Tidak ada habisnya kontroversi yang diwacanakan anggota dewan. Kerap menuai kontra, dan keresahan di masyarakat.
Penulis: Edwin Firdaus
Editor: Gusti Sawabi
Laporan Edwin Firdaus
TRIBUNNEWS.COM, JAKARTA - Tidak ada habisnya kontroversi yang diwacanakan anggota dewan. Kerap menuai kontra, dan keresahan di masyarakat.
Seperti sederet usulan yang baru-baru ini dilontarkan. Setelah DPR merencanakan Pembangunan Gedung DPR senilai Rp 1,5 Triliun dan Dana Aspirasi Rp 11,2 Triliun per tahun, DPD kini ikut latah, bahkan lebih progresif dengan usulan membangun Gedung DPD di daerah senilai Rp 21 Miliar per daerah atau total Rp 700 Miliar secara Multiyear.
"Padahal, anggota DPD setiap hari bekerja di Jakarta, bukan di daerah," kata Koordinator Advokasi dan Investigasi Fitra, Apung Widadi, dalam keterangannya, Kamis (18/6/2015).
Menurut Apung, proyek ini sebenarnya telah ditolak oleh masyarakat pada tahun 2011. Ketika itu yang diajukan anggarannya hampir Rp 900 Miliar per DPD. Sehingga jika proyek pembangunannya berbentuk multiyears selama 3 tahun, berarti negara harus keluarkan dana Rp 30 miliar untuk satu gedung DPD tiap tahunnya.
Menurut Apung anggaran tersebut sangat tidak masuk akal. Karena bila menengok pembangun gedung di DKI Jakarta saja, hanya butuh Rp 9 Miliar. Usulan 30 Miliar sudah keluar dari amanat perturan Menteri Pekerjaan Umum Nomor 45/PRT/M/2007. "Jadi potensi markup pembangunan gedung DPD di daerah mencapai 50 persen atau sekitar Rp 350 Miliar," kata Apung.

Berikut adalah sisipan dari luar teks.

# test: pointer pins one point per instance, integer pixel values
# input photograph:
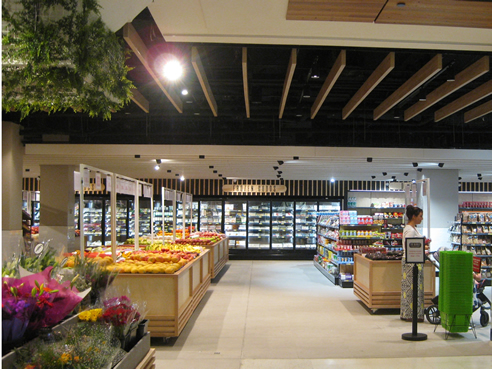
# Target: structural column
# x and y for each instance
(57, 203)
(12, 156)
(444, 192)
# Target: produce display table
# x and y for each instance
(219, 256)
(378, 283)
(171, 298)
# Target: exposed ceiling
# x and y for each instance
(366, 71)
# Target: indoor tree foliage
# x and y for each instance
(59, 55)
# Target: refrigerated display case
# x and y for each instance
(259, 225)
(235, 214)
(210, 216)
(283, 225)
(305, 226)
(93, 222)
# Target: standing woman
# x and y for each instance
(415, 217)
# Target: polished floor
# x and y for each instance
(286, 314)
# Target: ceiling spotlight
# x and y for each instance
(173, 70)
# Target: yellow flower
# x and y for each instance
(65, 358)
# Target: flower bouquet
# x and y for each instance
(34, 301)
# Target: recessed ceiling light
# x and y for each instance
(173, 70)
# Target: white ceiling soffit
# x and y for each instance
(264, 22)
(257, 162)
(115, 13)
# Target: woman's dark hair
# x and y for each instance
(413, 211)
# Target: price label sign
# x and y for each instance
(415, 250)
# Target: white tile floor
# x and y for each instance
(286, 314)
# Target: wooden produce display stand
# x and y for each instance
(219, 256)
(378, 282)
(171, 298)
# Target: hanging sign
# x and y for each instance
(108, 182)
(415, 250)
(98, 182)
(254, 188)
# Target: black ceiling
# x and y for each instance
(267, 67)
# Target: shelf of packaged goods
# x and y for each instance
(327, 237)
(328, 226)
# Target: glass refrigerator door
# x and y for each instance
(259, 225)
(235, 223)
(92, 215)
(210, 216)
(283, 225)
(121, 222)
(306, 224)
(168, 217)
(157, 218)
(144, 217)
(195, 212)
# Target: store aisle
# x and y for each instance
(286, 314)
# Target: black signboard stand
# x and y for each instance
(414, 253)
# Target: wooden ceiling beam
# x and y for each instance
(414, 82)
(370, 84)
(471, 97)
(140, 100)
(202, 77)
(288, 81)
(133, 40)
(245, 80)
(478, 112)
(330, 80)
(466, 76)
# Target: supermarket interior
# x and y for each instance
(256, 220)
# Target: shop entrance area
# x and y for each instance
(286, 314)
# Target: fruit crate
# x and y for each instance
(171, 298)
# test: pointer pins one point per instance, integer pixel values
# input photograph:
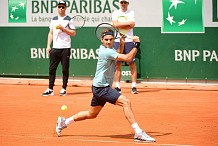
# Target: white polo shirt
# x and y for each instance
(121, 16)
(60, 39)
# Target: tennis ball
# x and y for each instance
(63, 107)
(58, 26)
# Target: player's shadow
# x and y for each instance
(121, 136)
(79, 92)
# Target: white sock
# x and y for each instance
(133, 84)
(69, 120)
(136, 127)
(118, 84)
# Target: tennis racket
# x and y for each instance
(101, 27)
(76, 22)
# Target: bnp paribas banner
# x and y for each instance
(40, 12)
(17, 11)
(182, 16)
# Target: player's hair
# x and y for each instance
(107, 32)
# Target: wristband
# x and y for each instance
(137, 44)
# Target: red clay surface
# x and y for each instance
(172, 114)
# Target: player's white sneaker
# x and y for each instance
(143, 137)
(63, 92)
(60, 125)
(48, 92)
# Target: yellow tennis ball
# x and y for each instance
(63, 107)
(58, 26)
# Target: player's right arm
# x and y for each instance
(49, 41)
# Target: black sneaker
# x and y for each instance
(118, 89)
(134, 90)
(48, 92)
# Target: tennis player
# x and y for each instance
(124, 20)
(101, 88)
(60, 52)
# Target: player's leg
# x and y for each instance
(139, 133)
(62, 123)
(133, 71)
(128, 47)
(118, 70)
(53, 64)
(65, 62)
(118, 76)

Sementara menurut DPD, gedung tiga lantai yang kini tengah direalisasikan di NTT, Sumatera Selatan dan Yogyakarta sebagai awalan itu akan digunakan untuk sejumlah hal. Di antaranya sebagai ruang serbaguna, penerimaan orang hingga kapaitas 150 orang, ruang rapat anggota, ruang anggota dan staf, ruang arsip dan sirkulasi, serta sekretariat.

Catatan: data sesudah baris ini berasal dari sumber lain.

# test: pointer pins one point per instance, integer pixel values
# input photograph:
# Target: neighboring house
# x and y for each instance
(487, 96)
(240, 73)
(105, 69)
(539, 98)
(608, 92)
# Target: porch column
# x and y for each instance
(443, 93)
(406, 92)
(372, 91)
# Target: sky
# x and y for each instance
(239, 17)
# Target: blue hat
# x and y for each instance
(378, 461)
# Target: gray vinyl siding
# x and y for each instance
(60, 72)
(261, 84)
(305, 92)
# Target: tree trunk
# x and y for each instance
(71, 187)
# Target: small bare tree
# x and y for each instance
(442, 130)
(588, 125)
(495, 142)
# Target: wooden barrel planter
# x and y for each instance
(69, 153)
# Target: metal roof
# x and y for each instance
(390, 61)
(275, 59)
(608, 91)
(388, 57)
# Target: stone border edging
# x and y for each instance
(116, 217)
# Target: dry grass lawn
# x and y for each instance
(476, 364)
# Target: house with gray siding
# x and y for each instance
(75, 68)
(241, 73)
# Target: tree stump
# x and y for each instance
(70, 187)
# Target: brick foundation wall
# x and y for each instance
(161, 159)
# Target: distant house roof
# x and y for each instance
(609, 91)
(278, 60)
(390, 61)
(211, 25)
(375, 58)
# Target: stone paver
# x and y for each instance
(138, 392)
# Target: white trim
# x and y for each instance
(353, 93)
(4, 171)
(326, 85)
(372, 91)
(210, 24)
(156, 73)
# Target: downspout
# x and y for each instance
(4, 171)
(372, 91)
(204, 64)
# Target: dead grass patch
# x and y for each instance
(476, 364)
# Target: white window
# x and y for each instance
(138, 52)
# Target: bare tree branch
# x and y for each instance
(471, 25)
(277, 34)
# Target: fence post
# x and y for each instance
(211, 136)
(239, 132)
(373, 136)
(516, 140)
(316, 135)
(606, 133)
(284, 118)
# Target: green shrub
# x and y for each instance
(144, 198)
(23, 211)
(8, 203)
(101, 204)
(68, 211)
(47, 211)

Meski begitu, FITRA tegas menolak usulan tersebut. Sebab menurut Apung, itu hanya pemborosan bila hanya digunakan membangun gedung DPD yang para anggotanya, sejatinya tidak berkantor di daerah.
"Pertama, batalkan pembangunan gedung DPD didaerah, selain pemborosan dan ini upaya merampok uang negara secara sistematis. Lebih baik DPD memperbaiki kapasitas dan kewenangan dalam hal Legislasi dan Penganggaran APBN. DPD masih lemah dalam kinerja dan tidak produktif selama 13 tahun ini," kata Apung.
Kedua, lanjut Apung, kategori gedung DPD di daerah tergolong kategori gedung mewah dengan tiga lantai. Sehingga potensi markupnya tinggi, dan mewajibkan BPK wajib segera lakukan audit investigatif.
"Ketiga, proses perencanaan Gedung tersebut tidak transparan. Tiba-tiba dibangun saja, padahal tahun 2011 sudah dibatalkan sendiri oleh DPD karena desakan masyarakat. Oleh karena itu, FITRA menuntut KPK untuk turun tangan menyikapi aroma transaksional dalam proses penganggaran pembangunan gedung di DPD," imbuhnya.